Advanced Summer College Institute @ Marymount
For the 50 Scholars completing their Advanced Summer College Institute at Marymount College, the outlook for college success is bright. This summer, they are not only planning for college, they're preparing for college by living as college students.
Scholars are taking an accelerated college course, Literature and Psychology, and creating a college application portfolio that includes: a draft of their personal statement, letters to teachers requesting a recommendation, and a resume.
This week, Scholars are working on their final projects. They have to write a 3-5-page paper – describe the key events that shaped who you are today and where you want to go in life – and prepare oral presentations they will give in front of their class distilling their papers down to three minutes.
Four Scholars – Hanna Yocute, Alejandra Aparichio, Brian Padilla, and George Murillo – took time out from rehearsing their oral presentations to sit down and share some thoughts on the Institute experience.
When asked what has surprised them the most about the residency program, all echoed the same sentiment – the independence.
“Between completing all the reading and writing for class and socializing at night with other students, you have to figure out time management because we really are in charge of ourselves here," said Brian.
Added Alejandra, “In our suite (six students live together in three-bedroom dorm suites) on the first night, we decided to split up roommate duties like a family. We just came up with the idea and it’s made living together easier.”
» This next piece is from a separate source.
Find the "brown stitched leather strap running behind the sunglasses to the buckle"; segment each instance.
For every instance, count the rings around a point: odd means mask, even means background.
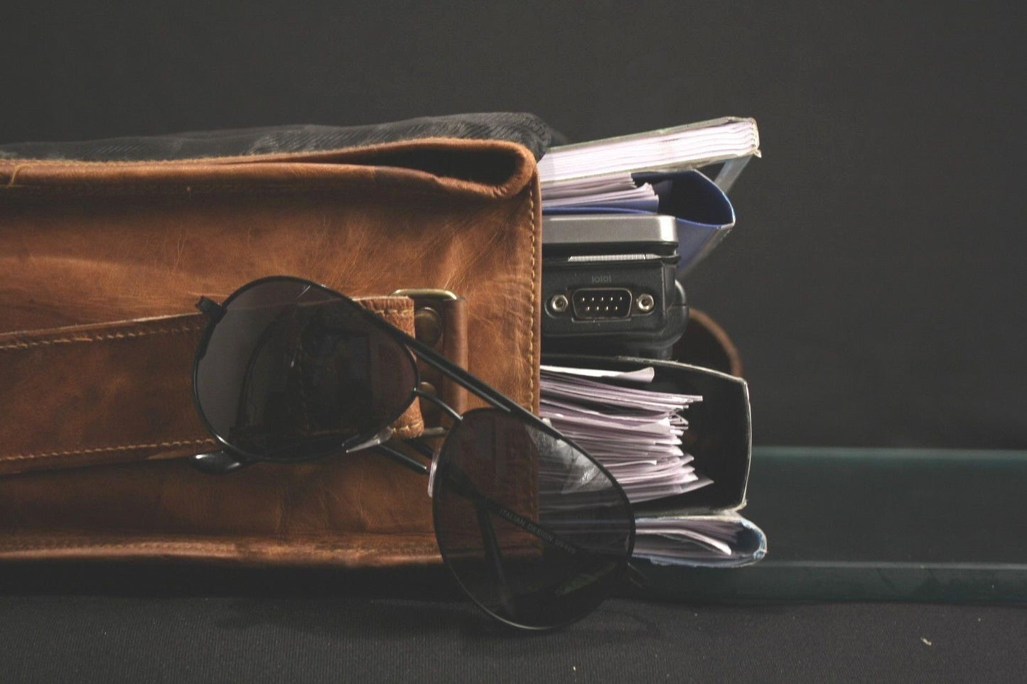
[[[412,299],[357,301],[415,334]],[[438,339],[462,346],[463,357],[453,360],[466,365],[466,341],[457,342],[463,310],[445,313]],[[196,313],[0,335],[0,474],[217,449],[192,400],[193,356],[206,321]],[[418,403],[392,427],[401,439],[419,435]]]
Living on campus has exposed Scholars to more than co-habitation with peers. They’ve met high school students from Russia, Spain, and Italy also doing summer programs at Marymount living in the dorms.
George brought a laptop and projector from home and screened a DVD of “Up” outside in the dorm quad on the first night of the Institute.
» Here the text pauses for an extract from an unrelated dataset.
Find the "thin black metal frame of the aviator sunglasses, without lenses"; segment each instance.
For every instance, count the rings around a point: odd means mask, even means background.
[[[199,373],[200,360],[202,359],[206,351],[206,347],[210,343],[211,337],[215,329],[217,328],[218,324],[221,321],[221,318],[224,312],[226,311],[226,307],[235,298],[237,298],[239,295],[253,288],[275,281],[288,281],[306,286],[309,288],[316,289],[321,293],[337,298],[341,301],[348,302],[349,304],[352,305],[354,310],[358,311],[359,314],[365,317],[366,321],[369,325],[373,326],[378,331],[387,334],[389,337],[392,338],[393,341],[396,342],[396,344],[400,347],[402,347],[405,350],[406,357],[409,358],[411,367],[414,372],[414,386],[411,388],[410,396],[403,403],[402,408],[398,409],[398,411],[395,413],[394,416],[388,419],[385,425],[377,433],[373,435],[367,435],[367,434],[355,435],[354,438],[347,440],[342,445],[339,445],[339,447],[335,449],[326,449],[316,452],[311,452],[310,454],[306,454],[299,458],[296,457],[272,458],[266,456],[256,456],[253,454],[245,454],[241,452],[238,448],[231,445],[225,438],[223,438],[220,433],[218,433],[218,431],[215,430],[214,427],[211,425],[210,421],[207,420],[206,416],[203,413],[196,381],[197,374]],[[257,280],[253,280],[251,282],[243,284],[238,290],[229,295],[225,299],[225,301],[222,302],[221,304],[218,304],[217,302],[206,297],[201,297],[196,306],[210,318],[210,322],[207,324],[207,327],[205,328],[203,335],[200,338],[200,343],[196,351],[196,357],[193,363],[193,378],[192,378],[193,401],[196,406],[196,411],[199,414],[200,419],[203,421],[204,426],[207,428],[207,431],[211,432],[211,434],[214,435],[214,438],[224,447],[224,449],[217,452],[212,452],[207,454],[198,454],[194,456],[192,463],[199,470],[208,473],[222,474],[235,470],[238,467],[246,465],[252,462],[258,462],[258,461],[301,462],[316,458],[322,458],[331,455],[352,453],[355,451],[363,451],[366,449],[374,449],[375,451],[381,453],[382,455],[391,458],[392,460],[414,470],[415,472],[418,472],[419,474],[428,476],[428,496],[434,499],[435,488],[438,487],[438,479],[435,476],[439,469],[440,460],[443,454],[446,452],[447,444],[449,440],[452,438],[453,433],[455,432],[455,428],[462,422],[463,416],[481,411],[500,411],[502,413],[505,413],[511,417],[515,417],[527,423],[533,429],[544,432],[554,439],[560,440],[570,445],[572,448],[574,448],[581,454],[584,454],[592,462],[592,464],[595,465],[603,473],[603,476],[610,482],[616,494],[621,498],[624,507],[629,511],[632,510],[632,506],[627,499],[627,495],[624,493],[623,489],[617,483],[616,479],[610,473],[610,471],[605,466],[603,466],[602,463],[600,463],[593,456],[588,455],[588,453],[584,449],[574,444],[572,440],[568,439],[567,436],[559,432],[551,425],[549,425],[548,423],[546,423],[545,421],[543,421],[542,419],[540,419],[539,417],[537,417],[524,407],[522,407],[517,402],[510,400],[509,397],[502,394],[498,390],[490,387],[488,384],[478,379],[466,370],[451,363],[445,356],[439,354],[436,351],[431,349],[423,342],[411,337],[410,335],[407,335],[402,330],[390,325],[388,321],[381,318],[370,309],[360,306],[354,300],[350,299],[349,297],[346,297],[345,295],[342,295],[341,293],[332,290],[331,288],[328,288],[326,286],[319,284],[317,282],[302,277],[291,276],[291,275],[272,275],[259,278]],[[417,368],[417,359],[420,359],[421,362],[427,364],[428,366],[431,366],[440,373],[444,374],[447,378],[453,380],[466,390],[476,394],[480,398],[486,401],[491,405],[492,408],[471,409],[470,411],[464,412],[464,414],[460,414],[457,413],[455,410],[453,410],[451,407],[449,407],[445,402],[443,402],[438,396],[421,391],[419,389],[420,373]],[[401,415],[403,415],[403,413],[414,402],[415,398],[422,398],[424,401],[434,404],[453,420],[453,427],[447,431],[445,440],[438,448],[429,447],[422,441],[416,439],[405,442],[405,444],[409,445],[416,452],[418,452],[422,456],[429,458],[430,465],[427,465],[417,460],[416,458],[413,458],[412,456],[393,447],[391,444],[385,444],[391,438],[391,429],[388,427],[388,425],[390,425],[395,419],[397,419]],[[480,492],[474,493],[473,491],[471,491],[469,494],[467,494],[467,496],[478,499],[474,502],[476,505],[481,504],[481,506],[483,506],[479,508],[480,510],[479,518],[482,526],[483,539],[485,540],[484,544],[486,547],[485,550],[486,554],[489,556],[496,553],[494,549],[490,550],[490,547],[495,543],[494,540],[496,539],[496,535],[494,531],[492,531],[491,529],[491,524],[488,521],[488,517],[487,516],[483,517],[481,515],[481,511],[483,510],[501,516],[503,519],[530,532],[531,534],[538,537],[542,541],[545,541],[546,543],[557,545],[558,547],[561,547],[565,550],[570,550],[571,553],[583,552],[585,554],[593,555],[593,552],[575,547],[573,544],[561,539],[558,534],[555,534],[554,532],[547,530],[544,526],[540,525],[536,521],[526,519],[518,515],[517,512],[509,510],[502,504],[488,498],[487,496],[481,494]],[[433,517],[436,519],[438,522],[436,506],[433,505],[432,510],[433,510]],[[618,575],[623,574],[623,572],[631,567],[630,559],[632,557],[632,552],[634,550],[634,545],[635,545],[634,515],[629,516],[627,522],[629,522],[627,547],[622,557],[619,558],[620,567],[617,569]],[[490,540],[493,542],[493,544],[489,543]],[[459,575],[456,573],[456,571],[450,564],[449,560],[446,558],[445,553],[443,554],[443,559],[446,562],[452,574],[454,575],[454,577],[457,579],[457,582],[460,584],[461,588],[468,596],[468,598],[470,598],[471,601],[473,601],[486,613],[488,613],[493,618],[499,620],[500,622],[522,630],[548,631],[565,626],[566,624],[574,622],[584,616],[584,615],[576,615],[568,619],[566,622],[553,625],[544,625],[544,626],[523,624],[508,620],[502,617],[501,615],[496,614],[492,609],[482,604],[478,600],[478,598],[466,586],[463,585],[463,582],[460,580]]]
“Everybody loves that movie. We made a lot of friends that night!”
The Scholars have been struck by the differences between their course professors and high school teachers.
“The professors treat us like adults. They don’t remind us about our assignments, they just expect we’re doing it all," said Alejandra.
When asked what she’ll take most from the experience, Hanna said, “Confidence. Before I got here, I was kinda afraid I wasn’t ready… that I couldn’t handle this. But I did keep up with the class, and I did make friends. And tomorrow, I’m going to give a speech about my life to the whole class [laughs]. So, yeah, I can handle going away to college.”